The Director was clearly not shaken by this pie
ce of intelligence, but years in diplomacy had trained him intuitively to keep a conversation alive rather than appear abrupt or indifferent. “Bad luck, eh?”
“No sir, bad team. But we had a lot of fun. Dartmouth isn’t opposed to fun. Some people there even encourage it.”
“You sound nostalgic. Are you implying your present employers don’t encourage it?”
“That’s a pretty fair way of putting it, sir.” Jerry was on his knees, taming a promiscuous log. His red hair and freckles and powerful hands were highlighted by the fire as he gripped the iron. The Director smiled. Jerry Adams had been with him five years, and knew every one of the Director’s crotchets, including that appetite of his for petty complaints against Life in the CIA. Such complaints stroked the general sense of stoicism the Director thought appropriate to the profession.

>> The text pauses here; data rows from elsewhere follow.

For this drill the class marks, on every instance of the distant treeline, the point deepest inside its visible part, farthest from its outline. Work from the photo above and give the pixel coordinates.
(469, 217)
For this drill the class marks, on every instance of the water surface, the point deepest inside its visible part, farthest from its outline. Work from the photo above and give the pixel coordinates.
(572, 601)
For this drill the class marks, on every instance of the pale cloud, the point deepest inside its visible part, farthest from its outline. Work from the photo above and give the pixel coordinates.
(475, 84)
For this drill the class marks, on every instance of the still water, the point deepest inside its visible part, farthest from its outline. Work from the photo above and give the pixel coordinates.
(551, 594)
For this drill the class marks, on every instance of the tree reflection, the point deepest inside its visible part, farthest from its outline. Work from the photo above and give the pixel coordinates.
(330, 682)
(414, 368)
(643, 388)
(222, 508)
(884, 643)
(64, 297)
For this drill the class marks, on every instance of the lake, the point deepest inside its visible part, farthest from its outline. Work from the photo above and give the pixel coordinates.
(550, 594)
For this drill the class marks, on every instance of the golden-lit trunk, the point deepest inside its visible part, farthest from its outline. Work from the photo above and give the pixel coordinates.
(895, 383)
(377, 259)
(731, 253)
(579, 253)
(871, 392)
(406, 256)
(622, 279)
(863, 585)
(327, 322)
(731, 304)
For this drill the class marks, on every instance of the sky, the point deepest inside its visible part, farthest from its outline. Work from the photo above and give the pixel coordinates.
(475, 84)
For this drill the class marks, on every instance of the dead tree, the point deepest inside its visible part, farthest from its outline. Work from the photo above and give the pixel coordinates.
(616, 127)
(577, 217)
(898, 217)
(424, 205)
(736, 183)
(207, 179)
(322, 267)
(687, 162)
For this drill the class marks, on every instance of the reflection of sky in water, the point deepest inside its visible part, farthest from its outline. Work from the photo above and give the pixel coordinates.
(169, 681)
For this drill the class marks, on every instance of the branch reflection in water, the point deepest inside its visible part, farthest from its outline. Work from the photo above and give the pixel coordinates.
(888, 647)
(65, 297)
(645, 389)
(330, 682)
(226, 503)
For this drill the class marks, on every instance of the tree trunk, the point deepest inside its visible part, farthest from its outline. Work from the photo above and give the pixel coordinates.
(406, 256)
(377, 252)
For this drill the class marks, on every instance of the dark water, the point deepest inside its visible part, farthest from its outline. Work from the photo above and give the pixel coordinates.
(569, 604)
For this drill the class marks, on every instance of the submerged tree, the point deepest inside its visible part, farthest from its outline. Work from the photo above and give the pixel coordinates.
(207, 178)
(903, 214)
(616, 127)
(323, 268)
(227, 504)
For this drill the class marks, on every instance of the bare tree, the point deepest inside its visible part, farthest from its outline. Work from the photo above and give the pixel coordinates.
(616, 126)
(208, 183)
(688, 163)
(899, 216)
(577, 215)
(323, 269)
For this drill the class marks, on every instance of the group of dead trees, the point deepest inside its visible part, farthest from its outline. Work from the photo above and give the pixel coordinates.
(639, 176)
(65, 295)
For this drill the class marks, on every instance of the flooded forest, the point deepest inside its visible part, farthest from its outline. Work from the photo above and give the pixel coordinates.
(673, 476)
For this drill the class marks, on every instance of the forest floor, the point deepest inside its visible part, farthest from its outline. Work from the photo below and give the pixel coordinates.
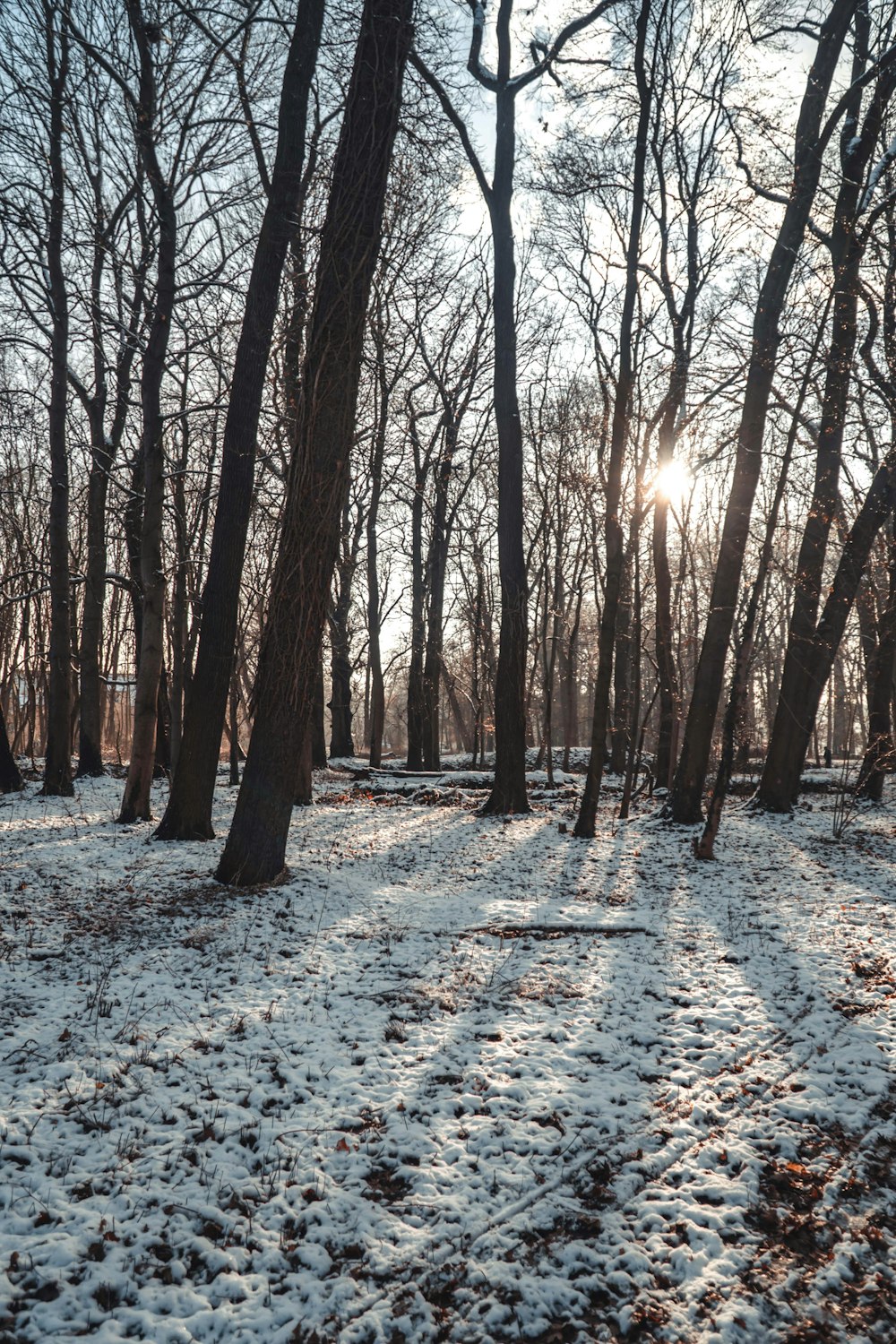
(457, 1078)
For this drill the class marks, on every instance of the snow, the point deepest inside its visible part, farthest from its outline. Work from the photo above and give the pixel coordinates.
(457, 1078)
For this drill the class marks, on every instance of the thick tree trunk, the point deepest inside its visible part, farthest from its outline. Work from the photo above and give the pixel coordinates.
(618, 444)
(508, 793)
(847, 253)
(621, 731)
(11, 779)
(710, 675)
(317, 731)
(435, 615)
(320, 470)
(188, 812)
(56, 780)
(735, 712)
(416, 714)
(783, 765)
(879, 753)
(142, 749)
(374, 655)
(341, 742)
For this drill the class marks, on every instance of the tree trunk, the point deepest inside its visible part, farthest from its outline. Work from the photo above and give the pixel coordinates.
(11, 779)
(686, 793)
(879, 753)
(416, 715)
(735, 712)
(618, 444)
(621, 731)
(317, 733)
(340, 706)
(142, 750)
(847, 253)
(188, 812)
(435, 615)
(508, 793)
(56, 780)
(320, 470)
(783, 769)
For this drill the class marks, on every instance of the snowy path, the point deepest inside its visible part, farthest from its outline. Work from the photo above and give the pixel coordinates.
(457, 1080)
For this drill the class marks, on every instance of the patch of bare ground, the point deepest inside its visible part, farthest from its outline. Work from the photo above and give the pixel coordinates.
(828, 1236)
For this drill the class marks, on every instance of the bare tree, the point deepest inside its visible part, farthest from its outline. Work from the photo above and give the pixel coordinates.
(508, 793)
(188, 812)
(320, 468)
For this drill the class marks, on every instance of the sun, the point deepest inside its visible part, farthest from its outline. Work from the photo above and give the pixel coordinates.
(672, 483)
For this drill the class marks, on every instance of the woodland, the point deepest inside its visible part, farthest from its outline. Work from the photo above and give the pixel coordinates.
(447, 669)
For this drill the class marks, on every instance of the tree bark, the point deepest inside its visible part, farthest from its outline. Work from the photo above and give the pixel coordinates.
(508, 792)
(320, 470)
(188, 812)
(879, 753)
(847, 253)
(686, 793)
(142, 749)
(780, 779)
(11, 779)
(618, 444)
(56, 780)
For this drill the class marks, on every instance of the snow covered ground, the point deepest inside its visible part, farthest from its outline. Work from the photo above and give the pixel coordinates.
(455, 1080)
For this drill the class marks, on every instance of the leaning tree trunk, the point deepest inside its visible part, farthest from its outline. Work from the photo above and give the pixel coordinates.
(780, 777)
(435, 616)
(508, 792)
(735, 711)
(374, 613)
(879, 754)
(341, 742)
(11, 779)
(416, 717)
(618, 443)
(142, 749)
(190, 806)
(56, 780)
(320, 470)
(686, 793)
(847, 252)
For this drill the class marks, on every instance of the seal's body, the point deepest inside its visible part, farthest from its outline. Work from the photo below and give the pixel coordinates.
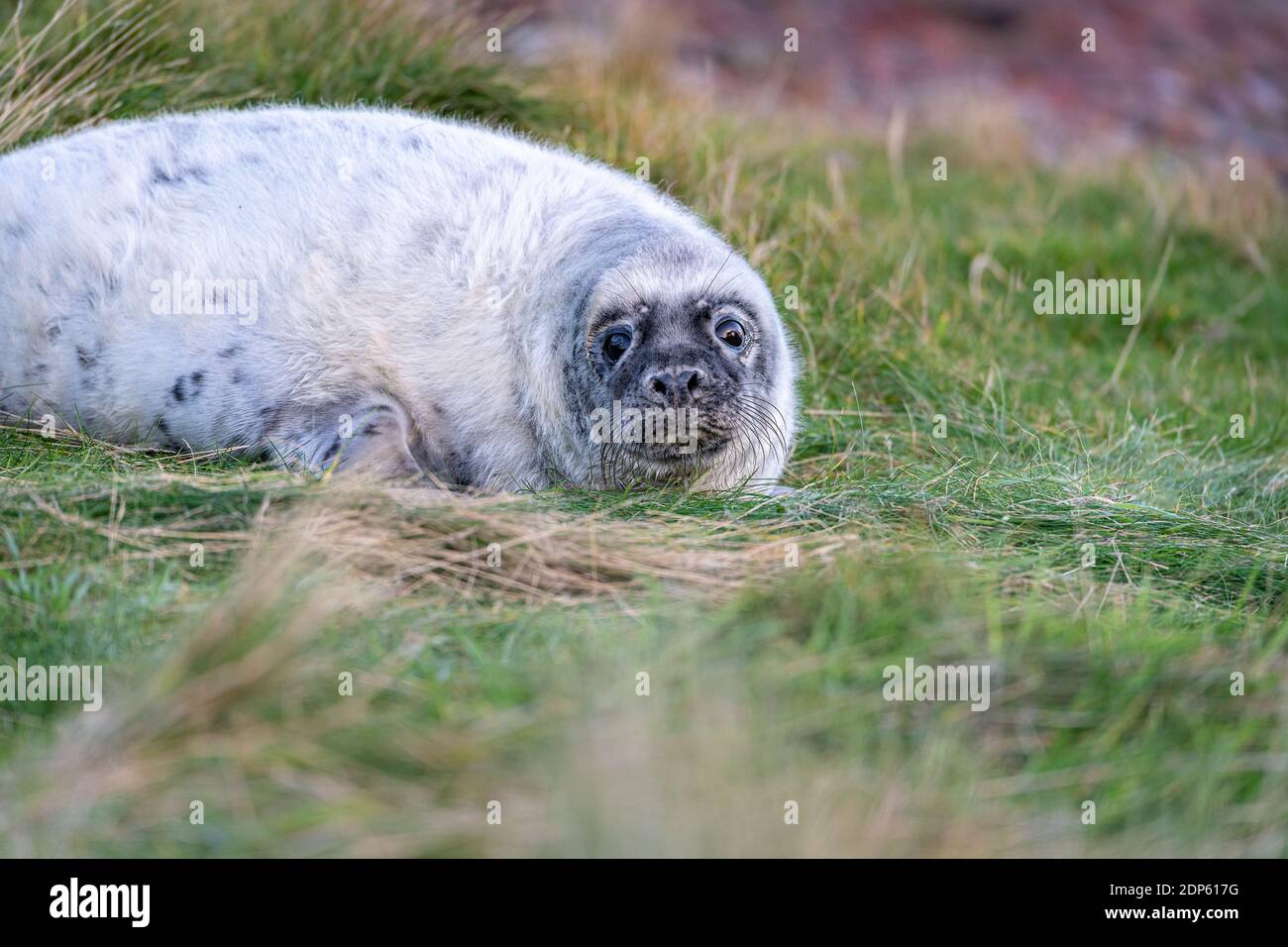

“So you find yourself burdened, do you?”
“Yes, sir. Any chance of hiring more lady spies?”
“The Supreme Court hasn’t got around to telling us we have to have a quota.”
“How about some preemptive action?”
“Sow wild oats on your own time,” said the Director, looking at his watch. “In four minutes exactly, open the door for Serge. Rufus will arrive five minutes later. They’ll be cold. They’ve parked their cars at the inn, and they don’t know each other.”
Ten minutes later the three men sat about the fire while Jerry mixed drinks in the kitchen, chatting to the security men, one of whom, wearing an apron, was starting the oven, while the other decanted two bottles of wine.
“It is very good to see you, Rufus,” the Director said, nodding to the portly man opposite, who had got a little balder, a little older, but whose eyes and demeanor were unchanged.
“It’s fine to see you, Allen. Though you do make it difficult to stay retired.”
“At sixty-two you’re too young to retire. I suppose one of these days somebody will discover you. Write a book about you. After that I promise I won’t call you. After that I can’t even promise to recognize you!” (Had he overdone it? He looked out of the side of his eye. Rufus’s smile was formal, but clearly he was unconcerned.)